6. The method according to claim 1, characterized in that, The step of extracting the first fault feature word associated with the wind turbine generator from the fault text in the fault text training set includes: The fault texts in the acquired fault text training set are segmented to obtain the feature words of the fault texts; Remove invalid characters from the feature words; Extract the first fault feature word from the feature words after removing the invalid characters.
7. The method according to claim 2, characterized in that, Also includes: Based on the results of fault analysis of the wind turbine generator set, the wind turbine generator set is controlled.

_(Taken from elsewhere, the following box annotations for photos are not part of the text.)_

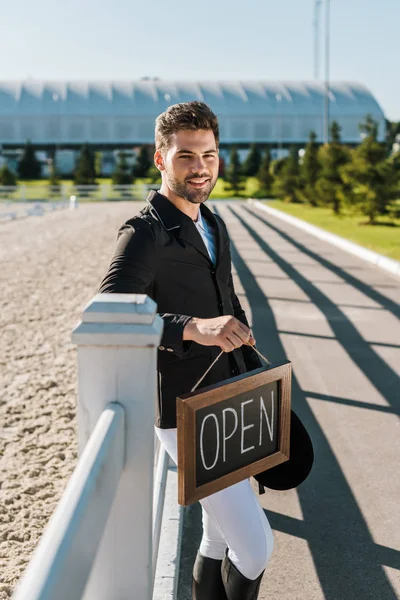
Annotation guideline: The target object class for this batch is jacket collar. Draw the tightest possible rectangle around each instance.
[147,191,224,264]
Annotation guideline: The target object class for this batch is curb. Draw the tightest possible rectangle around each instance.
[247,198,400,277]
[153,461,183,600]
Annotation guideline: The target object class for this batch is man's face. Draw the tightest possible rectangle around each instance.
[154,129,219,204]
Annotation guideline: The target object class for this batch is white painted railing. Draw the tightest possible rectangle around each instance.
[0,181,155,202]
[14,294,169,600]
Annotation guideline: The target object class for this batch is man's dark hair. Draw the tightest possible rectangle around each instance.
[156,100,219,151]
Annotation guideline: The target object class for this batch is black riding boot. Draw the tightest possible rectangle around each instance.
[192,552,227,600]
[221,555,264,600]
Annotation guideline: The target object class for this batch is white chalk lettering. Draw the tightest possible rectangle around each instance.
[222,408,238,462]
[200,413,219,471]
[260,392,274,446]
[240,399,255,454]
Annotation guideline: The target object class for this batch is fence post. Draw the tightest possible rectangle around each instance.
[72,294,162,600]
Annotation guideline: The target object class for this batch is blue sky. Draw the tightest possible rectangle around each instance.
[0,0,400,120]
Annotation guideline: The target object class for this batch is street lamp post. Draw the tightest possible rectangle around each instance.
[324,0,330,144]
[275,94,282,158]
[314,0,322,79]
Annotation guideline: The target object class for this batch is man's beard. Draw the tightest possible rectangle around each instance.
[167,173,217,204]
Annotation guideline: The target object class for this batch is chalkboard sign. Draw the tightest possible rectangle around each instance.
[177,362,291,506]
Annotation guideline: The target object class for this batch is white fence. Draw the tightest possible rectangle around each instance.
[14,294,172,600]
[0,182,155,202]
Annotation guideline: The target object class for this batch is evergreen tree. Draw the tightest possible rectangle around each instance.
[112,152,133,185]
[0,165,17,186]
[133,146,153,177]
[74,143,96,185]
[49,160,60,194]
[18,140,42,179]
[299,131,321,206]
[257,147,274,195]
[147,164,161,183]
[272,146,300,202]
[342,116,400,225]
[224,146,244,195]
[242,144,261,177]
[315,121,349,215]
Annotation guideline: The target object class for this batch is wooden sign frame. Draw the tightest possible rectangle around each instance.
[176,362,292,506]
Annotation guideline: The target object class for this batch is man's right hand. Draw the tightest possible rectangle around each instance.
[183,315,256,352]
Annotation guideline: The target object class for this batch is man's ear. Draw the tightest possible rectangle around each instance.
[154,150,165,171]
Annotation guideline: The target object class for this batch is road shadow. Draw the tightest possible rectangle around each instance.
[247,206,400,318]
[239,209,400,415]
[222,209,399,600]
[177,502,202,600]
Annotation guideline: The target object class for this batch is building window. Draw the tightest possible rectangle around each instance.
[19,121,37,142]
[44,119,61,142]
[300,117,317,140]
[282,120,293,141]
[68,121,86,142]
[138,119,155,142]
[90,119,110,142]
[115,119,133,141]
[231,121,249,142]
[254,121,272,142]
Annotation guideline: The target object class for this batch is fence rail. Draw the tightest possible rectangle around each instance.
[14,294,164,600]
[15,403,125,600]
[0,182,155,202]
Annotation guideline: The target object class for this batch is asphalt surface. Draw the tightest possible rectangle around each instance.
[178,202,400,600]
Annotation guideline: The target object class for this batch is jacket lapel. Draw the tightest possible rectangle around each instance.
[200,204,227,266]
[179,217,211,262]
[147,191,226,264]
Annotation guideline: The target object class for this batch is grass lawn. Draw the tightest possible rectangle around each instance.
[265,200,400,260]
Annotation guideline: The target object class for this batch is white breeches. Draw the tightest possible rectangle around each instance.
[155,427,274,579]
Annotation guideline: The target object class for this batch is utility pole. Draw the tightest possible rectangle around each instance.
[314,0,322,79]
[324,0,330,144]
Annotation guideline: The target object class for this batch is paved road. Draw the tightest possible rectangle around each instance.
[179,203,400,600]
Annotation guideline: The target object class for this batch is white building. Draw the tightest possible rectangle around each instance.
[0,80,385,149]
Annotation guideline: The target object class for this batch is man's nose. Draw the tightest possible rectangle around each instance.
[191,156,207,173]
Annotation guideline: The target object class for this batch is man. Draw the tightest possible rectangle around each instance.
[99,102,273,600]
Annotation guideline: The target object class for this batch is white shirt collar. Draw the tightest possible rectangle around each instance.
[195,209,206,231]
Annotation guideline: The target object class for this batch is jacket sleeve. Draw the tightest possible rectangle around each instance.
[98,219,191,358]
[229,273,262,371]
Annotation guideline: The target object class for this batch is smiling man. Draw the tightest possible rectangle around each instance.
[99,102,273,600]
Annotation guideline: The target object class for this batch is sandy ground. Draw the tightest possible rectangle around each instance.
[0,202,140,600]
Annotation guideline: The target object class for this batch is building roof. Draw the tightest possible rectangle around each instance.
[0,79,383,118]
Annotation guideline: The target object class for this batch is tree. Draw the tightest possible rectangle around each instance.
[315,121,349,215]
[299,131,321,206]
[224,146,244,195]
[257,148,274,195]
[112,152,133,185]
[342,116,399,225]
[0,165,17,186]
[18,140,42,179]
[272,146,300,202]
[242,144,261,177]
[49,159,60,194]
[386,119,400,151]
[74,143,96,185]
[133,146,153,177]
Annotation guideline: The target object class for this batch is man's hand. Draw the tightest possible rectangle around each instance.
[183,315,256,352]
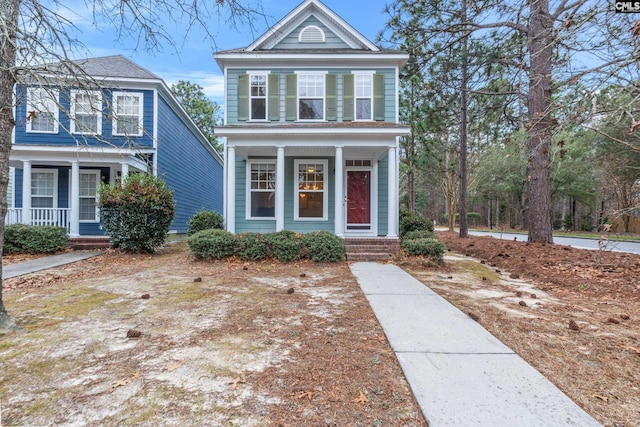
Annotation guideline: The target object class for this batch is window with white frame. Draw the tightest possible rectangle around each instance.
[71,90,102,135]
[113,92,143,136]
[31,169,58,208]
[80,170,100,222]
[298,73,325,120]
[26,87,58,133]
[247,160,276,219]
[249,73,267,120]
[294,160,329,220]
[354,73,373,120]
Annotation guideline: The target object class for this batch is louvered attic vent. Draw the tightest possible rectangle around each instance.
[298,25,324,43]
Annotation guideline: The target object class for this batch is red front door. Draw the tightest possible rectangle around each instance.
[347,171,371,230]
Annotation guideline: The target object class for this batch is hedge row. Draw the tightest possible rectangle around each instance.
[3,224,69,254]
[187,229,345,262]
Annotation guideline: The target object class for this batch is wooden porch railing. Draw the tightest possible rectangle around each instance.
[4,208,70,231]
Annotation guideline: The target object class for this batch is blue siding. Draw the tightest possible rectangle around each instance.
[157,97,223,233]
[15,86,153,148]
[378,156,389,236]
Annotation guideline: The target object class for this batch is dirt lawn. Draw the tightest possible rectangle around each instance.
[404,233,640,427]
[0,244,426,427]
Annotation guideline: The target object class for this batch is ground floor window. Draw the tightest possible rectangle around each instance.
[31,169,58,209]
[294,160,329,220]
[80,170,100,222]
[247,160,276,219]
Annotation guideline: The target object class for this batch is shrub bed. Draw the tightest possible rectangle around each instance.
[3,224,69,254]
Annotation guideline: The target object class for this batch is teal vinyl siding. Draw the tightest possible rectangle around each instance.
[274,16,349,49]
[378,156,389,236]
[234,155,335,233]
[226,68,396,124]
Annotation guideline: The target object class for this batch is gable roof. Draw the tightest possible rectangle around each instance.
[244,0,380,52]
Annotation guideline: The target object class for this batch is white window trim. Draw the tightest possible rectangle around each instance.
[111,92,144,136]
[247,71,269,122]
[298,25,326,43]
[295,71,329,122]
[69,90,102,135]
[78,169,101,224]
[351,71,376,122]
[293,159,329,221]
[26,87,60,134]
[31,168,58,209]
[245,159,278,221]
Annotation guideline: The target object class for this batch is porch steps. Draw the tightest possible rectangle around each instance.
[344,237,400,261]
[67,236,111,250]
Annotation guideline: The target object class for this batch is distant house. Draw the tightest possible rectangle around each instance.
[6,55,223,237]
[215,0,409,240]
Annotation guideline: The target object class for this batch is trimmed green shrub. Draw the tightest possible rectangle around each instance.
[401,238,447,262]
[99,173,176,253]
[400,209,433,238]
[235,233,269,261]
[303,231,345,262]
[402,230,437,240]
[3,224,69,254]
[265,230,303,262]
[187,209,224,236]
[187,229,236,260]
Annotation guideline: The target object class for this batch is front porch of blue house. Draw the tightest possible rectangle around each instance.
[5,158,147,238]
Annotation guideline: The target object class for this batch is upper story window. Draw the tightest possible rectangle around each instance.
[26,87,58,133]
[113,92,144,136]
[298,25,325,43]
[298,73,326,120]
[354,73,373,121]
[249,73,267,120]
[71,91,102,135]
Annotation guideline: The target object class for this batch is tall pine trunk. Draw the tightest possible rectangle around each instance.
[0,0,20,330]
[527,0,553,243]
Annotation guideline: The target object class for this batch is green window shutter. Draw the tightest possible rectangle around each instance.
[238,74,249,122]
[342,74,354,121]
[373,74,384,120]
[286,74,298,121]
[269,74,280,121]
[325,74,338,121]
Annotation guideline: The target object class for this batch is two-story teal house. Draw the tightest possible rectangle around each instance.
[215,0,409,244]
[6,55,223,238]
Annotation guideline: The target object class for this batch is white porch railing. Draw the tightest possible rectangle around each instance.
[4,208,70,231]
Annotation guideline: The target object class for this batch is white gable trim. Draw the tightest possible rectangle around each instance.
[245,0,380,52]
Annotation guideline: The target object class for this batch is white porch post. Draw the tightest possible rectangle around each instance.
[225,146,236,233]
[276,145,284,231]
[334,145,345,237]
[69,162,80,237]
[387,145,399,238]
[120,163,129,182]
[22,160,31,224]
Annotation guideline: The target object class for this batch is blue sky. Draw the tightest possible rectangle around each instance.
[64,0,391,104]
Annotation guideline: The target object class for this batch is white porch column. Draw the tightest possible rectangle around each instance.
[276,145,284,231]
[22,160,31,224]
[69,162,80,237]
[120,163,129,182]
[334,145,345,237]
[225,146,236,233]
[387,145,399,238]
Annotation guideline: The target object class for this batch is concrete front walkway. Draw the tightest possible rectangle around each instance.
[2,251,101,279]
[351,262,601,427]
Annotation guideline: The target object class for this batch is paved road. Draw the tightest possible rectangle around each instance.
[469,231,640,254]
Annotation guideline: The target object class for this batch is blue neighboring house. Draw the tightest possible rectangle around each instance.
[5,55,223,238]
[215,0,410,241]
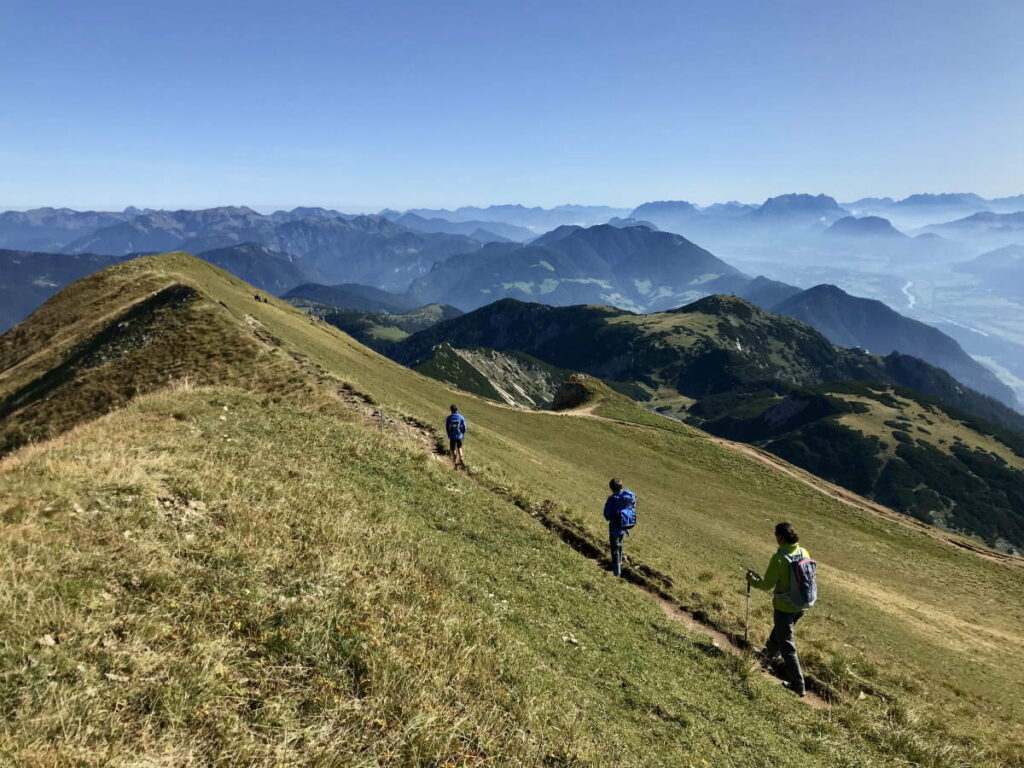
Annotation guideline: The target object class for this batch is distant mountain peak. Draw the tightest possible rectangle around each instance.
[755,193,846,216]
[825,216,906,238]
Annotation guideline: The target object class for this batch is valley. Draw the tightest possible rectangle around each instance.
[6,255,1024,766]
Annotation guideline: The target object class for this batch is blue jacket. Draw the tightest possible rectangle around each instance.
[444,411,466,440]
[604,488,637,530]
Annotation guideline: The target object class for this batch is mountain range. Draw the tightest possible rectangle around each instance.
[771,285,1018,407]
[409,224,748,310]
[385,287,1024,548]
[0,254,1024,768]
[62,207,481,290]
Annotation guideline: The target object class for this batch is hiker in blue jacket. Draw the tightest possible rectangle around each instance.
[604,477,637,577]
[444,406,466,469]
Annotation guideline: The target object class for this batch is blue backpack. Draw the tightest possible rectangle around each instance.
[444,413,466,440]
[779,547,818,610]
[615,490,637,529]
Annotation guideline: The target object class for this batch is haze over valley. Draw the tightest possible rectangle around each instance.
[0,0,1024,768]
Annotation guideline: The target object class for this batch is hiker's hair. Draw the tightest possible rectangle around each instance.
[775,522,800,544]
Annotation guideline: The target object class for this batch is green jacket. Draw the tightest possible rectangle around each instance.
[751,544,810,613]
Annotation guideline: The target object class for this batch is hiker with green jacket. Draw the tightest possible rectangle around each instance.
[746,522,817,696]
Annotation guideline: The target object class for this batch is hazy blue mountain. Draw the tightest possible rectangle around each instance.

8. A classification device based on faulty text, characterized in that, include: The acquisition module is used to obtain fault texts from wind farms as a fault text training set, which is stored in a wind power corpus database. The extraction module is used to extract the first fault feature word associated with the wind turbine generator from the fault text in the fault text training set. The traversal processing module is used to classify the first fault feature words according to a preset number of candidate categories, and obtain the classification results corresponding to each number of candidate categories. The classification number determination module is used to determine the number of candidate classifications with the largest difference between the first fault feature words of different categories as the target number of classifications based on the classification results. The classification module is used to classify the second fault feature words associated with the wind turbine generator in the fault text to be classified based on the target number of classifications, and obtain the classified second fault feature words. The classification result includes the probability of the first fault feature word being assigned to each category; The traversal processing module is used to: for each of the multiple candidate classification numbers, use a linear discriminant analysis algorithm to classify the first fault feature word into categories with a number equal to the number of candidate classification numbers, and obtain the probability of the first fault feature word being classified into each category; The classification module is used to: set the target number of classifications as the number of classifications of the classifier, train the classifier using fault training data labeled with categories to obtain the target classifier, and use the target classifier to classify the second fault feature words associated with the wind turbine generator in the fault text to be classified.
9. A classification device based on fault text, characterized in that, include: Processor and memory storing computer program instructions; When the processor executes the computer program instructions, it implements the fault text-based classification method as described in any one of claims 1 to 7.
10. A computer-readable storage medium, characterized in that, The computer-readable storage medium stores computer program instructions that, when executed by a processor, implement the fault text-based classification method as described in any one of claims 1 to 7.